Filter a array where strings can be accent versions:

const accentize = require('accentize');

let  arrayToFilter  = [{name: "João Luís"}, {name: "Mária Ríta"}, {name: "Ísis Môàna"}]
let accentizedString = accentize("joao luis")

let  filteredArray  =  arrayToFilter.filter(user  =>  user.name.match(accentizedString))
// [{"name":"João Luís"}]

With MongoDB queries:

Suppose you have a Mongo DB with users, represented with the following array:

db.getCollection("users") 
// 
[
  {_id: "5ef689", name: "João Luís"},
  {_id: "5efkl9", name: "Mária Ríta"}, 
  {_id: "5ef6a8", name: "Ísis Môàna"}
]

You want to make a query to find user with the name Ísis Môàna, by searching for isis moana. Then use:

const accentize = require('accentize');

db.users.find({"name": accentize("isis moana")})
// {_id: "5ef6a8", name: "Ísis Môàna"}

db.users.find({"name": accentize("is oana", true)}) // would work with the second param true, the findAll param

Notice the second param as true in the second example, it is the findAll param, to include .* in the accentized regex, so the database will find everything that matches, making a query similar to %LIKE%.

Why

Usually when we deal with accents the most common approach is to remove the accent from words and then compare/do what you have to do, like:

let normalizedString = someFunctionToRemoveAccent("hèllô wórld") // returns hello world
normalizedString === "hello world" // true	

What accentize does is kinda the opposite, it transforms a regular string into a regex that will match any versions of that string with accents:

// ES6
import accentize from 'accentize';
// commonjs
const accentize = require('accentize');

let accentizedString = accentize("hello world") 
// returns the regex: /\s*[hⓗhĥḣḧȟḥḩḫẖħⱨⱶɥ][eⓔeèéêềếễểẽēḕḗĕėëẻěȅȇẹệȩḝęḙḛɇɛǝ][lⓛlŀĺľḷḹļḽḻſłƚɫⱡꝉꞁꝇ][lⓛlŀĺľḷḹļḽḻſłƚɫⱡꝉꞁꝇ][oⓞoòóôồốỗổõṍȭṏōṑṓŏȯȱöȫỏőǒȍȏơờớỡởợọộǫǭøǿɔꝋꝍɵ]\s*\s*[wⓦwẁẃŵẇẅẘẉⱳ][oⓞoòóôồốỗổõṍȭṏōṑṓŏȯȱöȫỏőǒȍȏơờớỡởợọộǫǭøǿɔꝋꝍɵ][rⓡrŕṙřȑȓṛṝŗṟɍɽꝛꞧꞃ][lⓛlŀĺľḷḹļḽḻſłƚɫⱡꝉꞁꝇ][dⓓdḋďḍḑḓḏđƌɖɗꝺ]\s*/i

accentizedString.test("hello world") // true
accentizedString.test("hèllô wórld") // true
accentizedString.test("hêlló world") // true

With the accentized regex you can test any variant of a string with accent using the normalized string!

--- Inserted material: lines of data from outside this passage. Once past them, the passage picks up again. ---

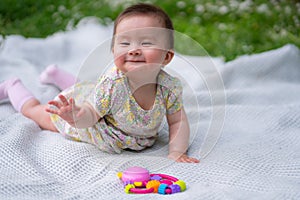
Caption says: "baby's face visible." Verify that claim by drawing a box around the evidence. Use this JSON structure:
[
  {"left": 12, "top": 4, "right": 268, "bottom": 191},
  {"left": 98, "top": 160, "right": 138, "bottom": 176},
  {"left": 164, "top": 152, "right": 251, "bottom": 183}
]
[{"left": 113, "top": 15, "right": 173, "bottom": 73}]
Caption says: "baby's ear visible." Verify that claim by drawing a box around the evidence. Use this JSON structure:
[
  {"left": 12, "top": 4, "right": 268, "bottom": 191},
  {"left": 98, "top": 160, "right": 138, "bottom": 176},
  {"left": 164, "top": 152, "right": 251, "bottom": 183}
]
[{"left": 163, "top": 49, "right": 174, "bottom": 65}]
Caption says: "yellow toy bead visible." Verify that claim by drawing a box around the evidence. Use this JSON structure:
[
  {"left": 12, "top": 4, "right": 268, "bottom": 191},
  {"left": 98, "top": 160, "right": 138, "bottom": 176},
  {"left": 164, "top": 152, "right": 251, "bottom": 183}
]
[
  {"left": 124, "top": 184, "right": 135, "bottom": 194},
  {"left": 133, "top": 182, "right": 143, "bottom": 187},
  {"left": 146, "top": 180, "right": 160, "bottom": 193},
  {"left": 174, "top": 180, "right": 186, "bottom": 192}
]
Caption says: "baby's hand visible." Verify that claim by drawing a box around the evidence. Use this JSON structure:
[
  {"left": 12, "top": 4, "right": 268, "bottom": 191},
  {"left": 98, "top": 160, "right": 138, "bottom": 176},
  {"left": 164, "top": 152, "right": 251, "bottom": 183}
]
[
  {"left": 168, "top": 152, "right": 200, "bottom": 163},
  {"left": 46, "top": 95, "right": 84, "bottom": 124}
]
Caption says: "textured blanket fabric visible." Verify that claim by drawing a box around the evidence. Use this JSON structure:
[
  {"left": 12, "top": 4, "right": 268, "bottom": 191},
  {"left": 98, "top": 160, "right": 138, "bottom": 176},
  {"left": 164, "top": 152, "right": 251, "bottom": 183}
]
[{"left": 0, "top": 23, "right": 300, "bottom": 200}]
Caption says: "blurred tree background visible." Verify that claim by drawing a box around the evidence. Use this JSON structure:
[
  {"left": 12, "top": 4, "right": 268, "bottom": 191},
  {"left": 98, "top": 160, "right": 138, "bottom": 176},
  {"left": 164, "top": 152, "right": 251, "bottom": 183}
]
[{"left": 0, "top": 0, "right": 300, "bottom": 61}]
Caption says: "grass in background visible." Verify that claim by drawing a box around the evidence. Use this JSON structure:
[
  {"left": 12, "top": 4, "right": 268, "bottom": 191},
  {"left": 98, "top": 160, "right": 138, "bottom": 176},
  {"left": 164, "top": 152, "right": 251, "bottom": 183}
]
[{"left": 0, "top": 0, "right": 300, "bottom": 61}]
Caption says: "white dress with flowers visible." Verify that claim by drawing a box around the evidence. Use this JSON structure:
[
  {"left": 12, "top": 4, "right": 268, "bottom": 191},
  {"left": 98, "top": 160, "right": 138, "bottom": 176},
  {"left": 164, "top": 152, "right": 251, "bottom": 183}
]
[{"left": 51, "top": 67, "right": 182, "bottom": 153}]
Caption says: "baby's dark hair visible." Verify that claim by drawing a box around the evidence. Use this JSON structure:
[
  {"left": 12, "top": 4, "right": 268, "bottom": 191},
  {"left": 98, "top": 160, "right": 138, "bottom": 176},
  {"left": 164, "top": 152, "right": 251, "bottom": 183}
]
[{"left": 111, "top": 3, "right": 174, "bottom": 49}]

Works with case insensitivity too:

let stringToFind = "hÉllò Wôrld"
let accentizedString = accentize("hello world")
accentizedString.test(stringToFind) // true

Params

function accentize(stringToAccentize, findAll) { ... }

stringToAccentize: the string that will be accentized

findAll: if is true the accentized regex will have the .* operator between words, so it can match more precisely multi word strings.